As we’re spending more time at home, we’re finding ourselves looking into our kitchen cupboards more often than we usually do.
Many of us can’t recall everything we eat or the sensation of eating it!
Eating has become a mindless act for many of us, often eating too fast for our brain to realise we are full, consequently overeating.
To be clear, mindful eating isn’t a diet. Mindful eating is a technique that helps us gain control over our eating habits.
It has been shown to promote weight loss, reduce binge eating, and helps you feel better overall.
While mindful eating, our relationship with food transforms by focusing on the how and why of eating, encouraging a more holistic point of view.
Below are some suggested strategies to practice while mindful eating.

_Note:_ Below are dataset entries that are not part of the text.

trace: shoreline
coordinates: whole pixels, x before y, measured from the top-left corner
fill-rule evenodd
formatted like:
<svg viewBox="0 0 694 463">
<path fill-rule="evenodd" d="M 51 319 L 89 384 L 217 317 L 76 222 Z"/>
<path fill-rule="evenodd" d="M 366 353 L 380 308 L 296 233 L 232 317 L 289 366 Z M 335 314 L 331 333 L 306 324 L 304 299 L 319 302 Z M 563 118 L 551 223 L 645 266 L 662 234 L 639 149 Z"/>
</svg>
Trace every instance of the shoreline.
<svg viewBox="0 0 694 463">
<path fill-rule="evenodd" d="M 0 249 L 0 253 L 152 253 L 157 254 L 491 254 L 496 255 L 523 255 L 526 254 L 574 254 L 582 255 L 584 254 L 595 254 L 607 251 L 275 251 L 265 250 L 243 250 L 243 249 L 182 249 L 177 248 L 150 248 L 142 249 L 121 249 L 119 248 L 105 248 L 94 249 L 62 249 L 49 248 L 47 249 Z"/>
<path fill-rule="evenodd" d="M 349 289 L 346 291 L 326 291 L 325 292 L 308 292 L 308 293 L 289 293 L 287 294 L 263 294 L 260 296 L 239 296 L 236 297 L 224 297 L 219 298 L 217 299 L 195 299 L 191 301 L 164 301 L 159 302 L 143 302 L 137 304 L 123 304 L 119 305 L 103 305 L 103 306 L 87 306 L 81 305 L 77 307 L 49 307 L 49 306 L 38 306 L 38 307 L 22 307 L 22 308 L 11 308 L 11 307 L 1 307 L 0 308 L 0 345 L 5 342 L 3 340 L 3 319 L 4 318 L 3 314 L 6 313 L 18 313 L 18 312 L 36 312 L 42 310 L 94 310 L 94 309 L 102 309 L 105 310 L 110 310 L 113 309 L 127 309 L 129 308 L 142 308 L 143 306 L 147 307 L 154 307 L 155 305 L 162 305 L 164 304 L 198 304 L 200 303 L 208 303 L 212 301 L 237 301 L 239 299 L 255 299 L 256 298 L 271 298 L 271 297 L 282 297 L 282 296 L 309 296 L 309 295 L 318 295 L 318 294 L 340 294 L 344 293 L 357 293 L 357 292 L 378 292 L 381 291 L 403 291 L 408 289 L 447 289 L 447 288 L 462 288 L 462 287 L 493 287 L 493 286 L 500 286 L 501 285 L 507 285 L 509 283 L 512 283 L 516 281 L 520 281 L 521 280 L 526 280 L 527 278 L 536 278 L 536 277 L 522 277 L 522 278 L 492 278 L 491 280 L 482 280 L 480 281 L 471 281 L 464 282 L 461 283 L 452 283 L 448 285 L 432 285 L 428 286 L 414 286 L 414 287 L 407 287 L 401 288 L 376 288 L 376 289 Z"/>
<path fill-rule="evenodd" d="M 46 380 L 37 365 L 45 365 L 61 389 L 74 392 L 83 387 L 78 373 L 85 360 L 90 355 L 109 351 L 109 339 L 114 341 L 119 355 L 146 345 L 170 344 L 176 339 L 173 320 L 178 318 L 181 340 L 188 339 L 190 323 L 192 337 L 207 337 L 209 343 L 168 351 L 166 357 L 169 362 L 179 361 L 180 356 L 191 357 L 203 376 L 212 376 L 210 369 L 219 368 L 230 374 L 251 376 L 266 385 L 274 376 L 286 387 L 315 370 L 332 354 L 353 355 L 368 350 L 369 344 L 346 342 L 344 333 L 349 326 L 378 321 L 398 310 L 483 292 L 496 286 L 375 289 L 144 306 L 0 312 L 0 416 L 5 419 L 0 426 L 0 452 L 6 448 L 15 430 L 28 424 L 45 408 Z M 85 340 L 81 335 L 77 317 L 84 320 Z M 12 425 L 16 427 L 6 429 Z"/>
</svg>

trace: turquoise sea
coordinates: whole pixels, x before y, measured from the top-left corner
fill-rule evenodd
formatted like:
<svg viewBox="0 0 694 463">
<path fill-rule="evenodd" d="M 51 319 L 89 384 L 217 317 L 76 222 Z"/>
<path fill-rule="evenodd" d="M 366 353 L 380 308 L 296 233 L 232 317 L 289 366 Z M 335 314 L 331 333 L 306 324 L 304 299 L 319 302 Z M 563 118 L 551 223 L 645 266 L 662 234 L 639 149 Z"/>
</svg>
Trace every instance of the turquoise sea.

Begin with your grocery list
Think of the health value of every item you add to your list and stick to it, avoiding any impulse buying while you’re shopping.
Try avoiding processed foods and stick with healthy meats, wholefoods, and vegetables.
Take away distractions
Turn off the TV and put down your phone.
These distractions make us less aware of what and how much we’re eating and can also leave us feeling unsatisfied, causing us to overeat and distracting our brain from deciding if we are full or not.
Pay attention to the distractions around you while you’re eating and turn your full attention back to your meal.
Bring all your senses to the meal
When you’re cooking, serving, and eating your food, focus on the colour, texture, aroma and even the sounds different foods make as you prepare them.
As you chew your food, give yourself the challenge of identifying all the ingredients, especially the seasonings.
Eat off a smaller plate
You may crave less if you see less.
Smaller plates will help you with portion control and trick your brain into thinking you’re full while eating less.
Take small bites and chew your food properly.
Many people rush while eating and don’t chew their food properly, which not only leads to overeating but can also cause digestive problems later.
Sip some water in between mouthfuls to help slow down your eating process.
Reflect before eating
Before you begin eating, take a moment to think about how you feel.
Are you feeling rushed? Stressed? Bored? Hungry? Sad?
After taken a moment to reflect, you can then choose if you want to eat, what you want to eat and how you want to eat.
When starting to practise mindless eating, it’s a good idea to start with one meal per day, slowly implementing these habits into more meals.